Soutenance Jeanne CADIOU

Soutenance de thèse Jeanne CADIOU

20 avril 2023

Sciences Po Paris, 1 Pl. St-Thomas d'Aquin, 75007 Paris, en salle B108

Sous réserve de l’avis favorable des rapporteurs, Jeanne Cadiou soutiendra sa thèse en sciences agronomiques et sociologie de l'action publique le 20 avril 2023 à Sciences Po Paris.

La soutenance de thèse de Jeanne CADIOU aura lieu le jeudi 20 avril à 9h30, à Sciences Po Paris, salle B108, et pourra être suivie en visioconférence.

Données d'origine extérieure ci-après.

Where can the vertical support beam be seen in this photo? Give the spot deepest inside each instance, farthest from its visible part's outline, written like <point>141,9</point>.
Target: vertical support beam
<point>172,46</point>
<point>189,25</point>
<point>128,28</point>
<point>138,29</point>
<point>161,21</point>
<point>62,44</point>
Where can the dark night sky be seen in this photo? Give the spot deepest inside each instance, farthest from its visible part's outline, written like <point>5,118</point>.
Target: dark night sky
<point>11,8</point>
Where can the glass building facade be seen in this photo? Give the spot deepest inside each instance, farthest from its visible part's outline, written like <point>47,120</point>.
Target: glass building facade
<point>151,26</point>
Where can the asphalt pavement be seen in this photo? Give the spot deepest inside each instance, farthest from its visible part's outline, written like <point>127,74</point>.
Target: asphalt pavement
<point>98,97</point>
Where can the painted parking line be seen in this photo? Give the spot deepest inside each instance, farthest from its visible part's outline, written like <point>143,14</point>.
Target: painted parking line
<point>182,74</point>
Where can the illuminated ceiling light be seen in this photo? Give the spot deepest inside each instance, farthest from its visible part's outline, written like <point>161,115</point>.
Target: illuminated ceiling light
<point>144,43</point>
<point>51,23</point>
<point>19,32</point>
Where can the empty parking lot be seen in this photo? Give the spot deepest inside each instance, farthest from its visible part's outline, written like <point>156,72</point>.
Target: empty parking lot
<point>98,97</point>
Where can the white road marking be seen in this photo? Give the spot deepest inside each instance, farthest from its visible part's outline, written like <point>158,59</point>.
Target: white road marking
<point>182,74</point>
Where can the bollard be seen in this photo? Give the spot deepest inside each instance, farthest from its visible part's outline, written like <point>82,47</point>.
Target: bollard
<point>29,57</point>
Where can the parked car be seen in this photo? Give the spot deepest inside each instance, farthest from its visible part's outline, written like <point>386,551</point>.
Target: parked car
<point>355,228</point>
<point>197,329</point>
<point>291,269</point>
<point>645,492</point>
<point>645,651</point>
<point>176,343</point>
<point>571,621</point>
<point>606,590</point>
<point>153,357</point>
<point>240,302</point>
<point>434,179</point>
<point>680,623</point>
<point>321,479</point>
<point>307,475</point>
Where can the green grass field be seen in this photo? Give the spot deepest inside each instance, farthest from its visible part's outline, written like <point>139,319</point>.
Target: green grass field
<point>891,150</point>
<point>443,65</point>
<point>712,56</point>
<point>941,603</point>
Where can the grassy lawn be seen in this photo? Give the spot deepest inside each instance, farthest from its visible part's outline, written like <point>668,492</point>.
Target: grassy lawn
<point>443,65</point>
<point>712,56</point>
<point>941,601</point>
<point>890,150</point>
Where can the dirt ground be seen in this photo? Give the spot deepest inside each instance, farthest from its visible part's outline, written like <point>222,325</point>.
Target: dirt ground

Cette thèse en sciences agronomiques et sociologie de l'action publique, menée à INRAE et l'IDDRI, sous la direction de Jean-Marc Meynard (INRAE-SADAPT) et le co-encadrement de Pierre-Marie Aubert (IDDRI) est intitulée :

Le déploiement de la politique de méthanisation agricole en France : implications pour la transition agroécologique

La soutenance sera en français. Si vous souhaitez assister à cette soutenance en présentiel ou en visioconférence, merci de remplir ce sondage avant le 11 avril 2023. La soutenance sera suivie d’un pot auquel vous êtes toutes et tous chaleureusement invité(e)s.

Composition du jury :

  • Guillaume MARTIN, Directeur de Recherche, INRAE (centre Occitanie-Toulouse)
  • Gabrielle BOULEAU, Chercheuse (HDR), INRAE (Université Gustave Eiffel)
  • Frédéric ZAHM, Chercheur, INRAE (centre NA – Bordeaux)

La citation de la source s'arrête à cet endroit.